You could start at the beginning. Some people are still unaware that the four ghosts from Pac-Man each have a different decision-making algorithm. The red ghost always targets the player. The pink ghost targets four spaces away from the player in the direction it faces. The cyan ghost uses a combination of player position, player facing, and the position of the red ghost to determine its target tile. The orange ghost targets the player when far away, and a home corner position when the player is close.

Those four strategies in combination, along with some global behaviors for pathfinding and behavior modes, are often enough to defeat an unaware player. (search: "Pac-Man dossier")

This introduces the concept of strategic archetypes. Human players have them, too. I, for instance, often favor stealthy sniper strategies. The various strategic archetypes often have a complex relationship web from who tends to defeat whom. The player that always tries to do an early rush to overwhelm slower opponents before they can mount a defense may be easily defeated by a trap-and-decoy opponent, whereas that player may lose to a gather-intel-then-send-ninjas player.

To create a competitive AI, first identify how humans play the game, identify the strategic archetypes, then model your bot to pursue archetypal goals. Then, most importantly, determine when to switch archetypes. An early rusher AI has no strategy for midgame or endgame, so perhaps that AI evolves into aggressive expansion, or an ambusher.
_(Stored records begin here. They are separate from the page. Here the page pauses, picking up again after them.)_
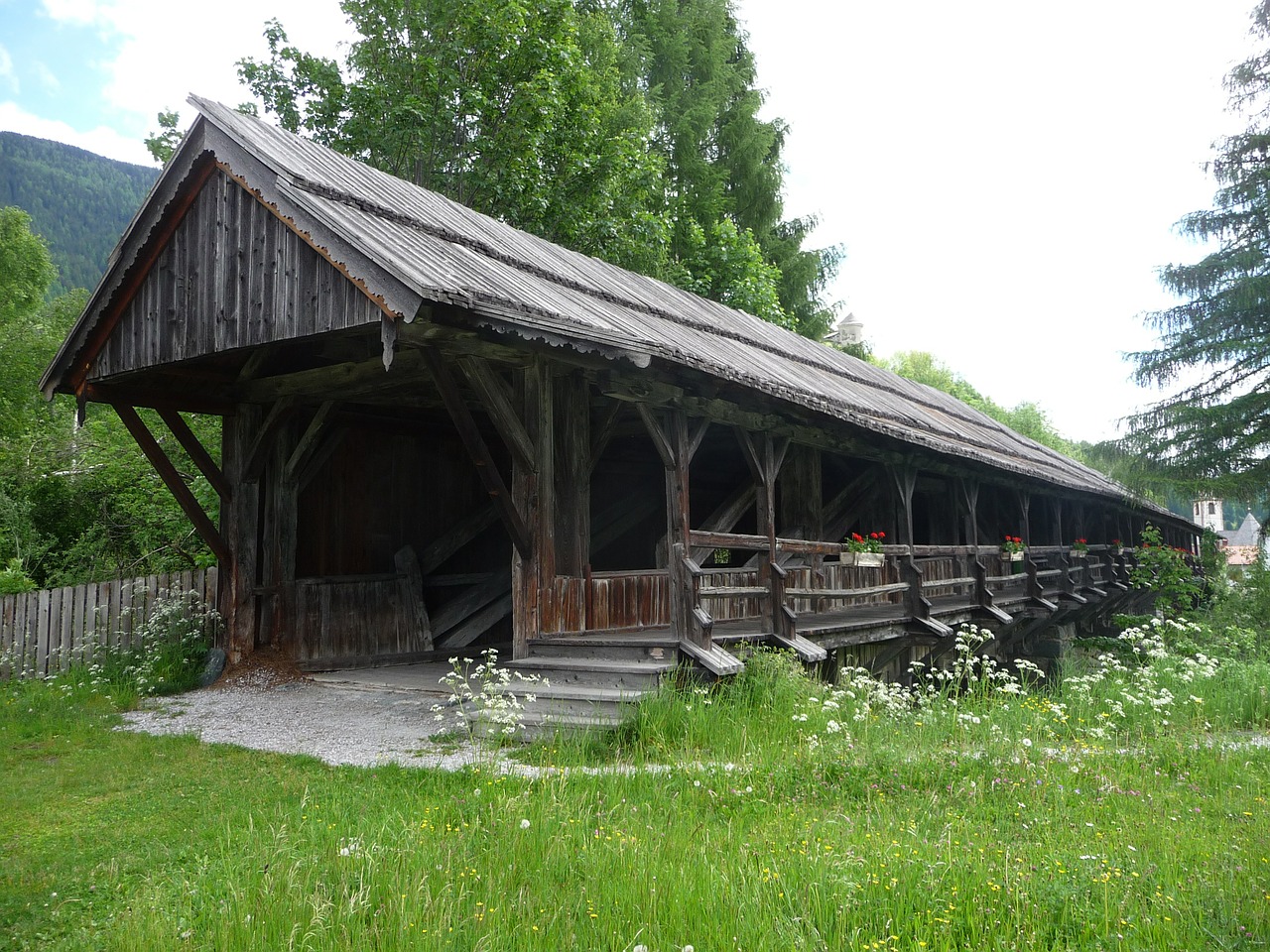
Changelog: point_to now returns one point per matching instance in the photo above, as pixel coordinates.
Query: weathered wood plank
(195, 449)
(497, 403)
(411, 589)
(480, 456)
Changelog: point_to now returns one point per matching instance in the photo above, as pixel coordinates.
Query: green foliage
(1215, 431)
(625, 131)
(1120, 809)
(722, 162)
(518, 111)
(14, 579)
(1164, 570)
(163, 144)
(77, 200)
(1025, 417)
(76, 504)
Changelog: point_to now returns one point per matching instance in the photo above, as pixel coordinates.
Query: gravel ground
(339, 724)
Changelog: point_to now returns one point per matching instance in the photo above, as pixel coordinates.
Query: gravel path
(339, 724)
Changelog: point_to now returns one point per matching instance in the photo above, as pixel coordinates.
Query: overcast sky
(1003, 177)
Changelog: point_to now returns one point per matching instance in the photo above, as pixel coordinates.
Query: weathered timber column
(240, 524)
(802, 497)
(676, 445)
(572, 461)
(906, 480)
(532, 497)
(969, 493)
(1024, 509)
(765, 465)
(679, 521)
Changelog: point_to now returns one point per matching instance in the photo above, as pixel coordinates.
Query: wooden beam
(308, 442)
(411, 590)
(195, 451)
(498, 407)
(329, 443)
(661, 439)
(176, 484)
(479, 453)
(158, 398)
(333, 379)
(264, 436)
(458, 536)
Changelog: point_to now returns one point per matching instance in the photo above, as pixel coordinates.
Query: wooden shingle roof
(445, 253)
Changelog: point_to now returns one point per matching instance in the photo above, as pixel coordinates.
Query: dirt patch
(271, 706)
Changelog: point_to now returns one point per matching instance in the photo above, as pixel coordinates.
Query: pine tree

But also remember that the point of the game is for the humans to have fun. Avoid cheating, or overusing a game-breaking strategy. Your bot won't care if it loses, but a human may ragequit if he loses to a bot with a perceived unfair advantage.

Of course, there are some games with no human players. There's the "rock paper scissors programming competition" (rpscontest.com), where players submit algorithms, who then fight each other to the death for rank points. It is interesting to see new strategies rise and fall, including those who win by "cheating", such as by manipulating the match-generating program itself, setting the opponent's random seed, examining the opponent's heap or stack, or causing the opponent to be improperly disqualified for cheating.